Enterprises are struggling to derive business value from the onslaught of structured, semi-structured, and unstructured data. Legacy data warehousing and analytics platforms don’t deliver the speed and scale necessary in today’s big data world.
The Hadoop Distributed File System (HDFS), in turn, is an open-source distributed file system that can serve as an effective storage ground for large amounts of data. Hadoop is well suited for batch processing where immediate interactive analytics are not required. HP Vertica Analytics Platform consists of a massively parallel database and an extensible analytics framework optimized for real time analytics of data scaling from gigabytes to petabytes. HP Vertica and Hadoop are complementary analytics platforms purpose-built for big data. Both are modern, scalable, massively parallel processing (MPP) systems built for commodity hardware at considerably lower total cost of ownership.

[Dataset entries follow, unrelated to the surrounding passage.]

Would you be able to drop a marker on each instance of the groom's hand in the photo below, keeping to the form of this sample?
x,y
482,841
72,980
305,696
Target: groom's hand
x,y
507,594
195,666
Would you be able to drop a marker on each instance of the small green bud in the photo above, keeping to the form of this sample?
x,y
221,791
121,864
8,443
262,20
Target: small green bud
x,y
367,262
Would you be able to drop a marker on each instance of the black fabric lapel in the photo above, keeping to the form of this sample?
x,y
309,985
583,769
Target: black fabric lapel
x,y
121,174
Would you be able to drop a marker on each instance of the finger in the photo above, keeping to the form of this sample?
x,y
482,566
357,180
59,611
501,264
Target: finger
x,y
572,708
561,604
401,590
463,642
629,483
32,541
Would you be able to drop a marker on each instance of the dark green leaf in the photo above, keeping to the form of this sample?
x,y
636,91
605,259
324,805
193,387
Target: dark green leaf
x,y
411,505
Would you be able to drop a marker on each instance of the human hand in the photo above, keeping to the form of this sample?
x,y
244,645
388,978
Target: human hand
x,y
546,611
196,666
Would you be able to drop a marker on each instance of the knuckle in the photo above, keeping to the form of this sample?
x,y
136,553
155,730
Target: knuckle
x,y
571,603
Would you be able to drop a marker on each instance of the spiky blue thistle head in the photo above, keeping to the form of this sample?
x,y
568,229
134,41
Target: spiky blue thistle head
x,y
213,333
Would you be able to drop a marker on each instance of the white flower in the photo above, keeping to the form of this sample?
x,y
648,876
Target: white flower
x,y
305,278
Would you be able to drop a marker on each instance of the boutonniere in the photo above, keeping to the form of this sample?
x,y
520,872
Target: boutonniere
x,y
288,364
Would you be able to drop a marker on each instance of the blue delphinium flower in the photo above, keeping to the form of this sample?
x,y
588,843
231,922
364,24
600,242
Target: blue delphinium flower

Here are some real-world examples on how enterprises are using the HP Vertica Analytics Platform to help accelerate their Hadoop environment.
- Processing social video events
A social video company uses Hadoop for batch processing of logs and HP Vertica Analytics Platform for ETL, ad hoc analytics, and interactive dashboards. In addition, the company uses a KV store for serving low-latency data needs.
- Accelerating drug discovery
A pharmaceutical company sought to analyze gene variants for improved drug targeting and discovery. It uses Hadoop to find the variants between a sample sequence and a reference genome, and uses the HP Vertica Analytics Platform to run analytics on very large sets of data to determine oncology targets.
- Delivering digital consumer insights
A digital intelligence company uses HDFS to store raw input behavioral data and Hadoop to find conversions by determining what type of user clicked on a particular advertisement, and HP Vertica Analytics Platform to store and operationalize high-value business data. This helps the company achieve faster insights that are delivered more consistently with less administrative overhead and lower-cost, commodity hardware.
- Enabling privacy assurance
A company focused on web privacy uses HDFS to collect user privacy reporting requests, MapReduce to process and structure the data into HP Vertica Analytics Platform (ETL), and the platform to analyze statistics for every third-party tag on a website measuring site performance. Consumers benefit from a free browser plug-in that can tell them who is tracking them. Advertisers, in turn, can provide greater transparency to end users and better understand the impact of third-party tags on website performance.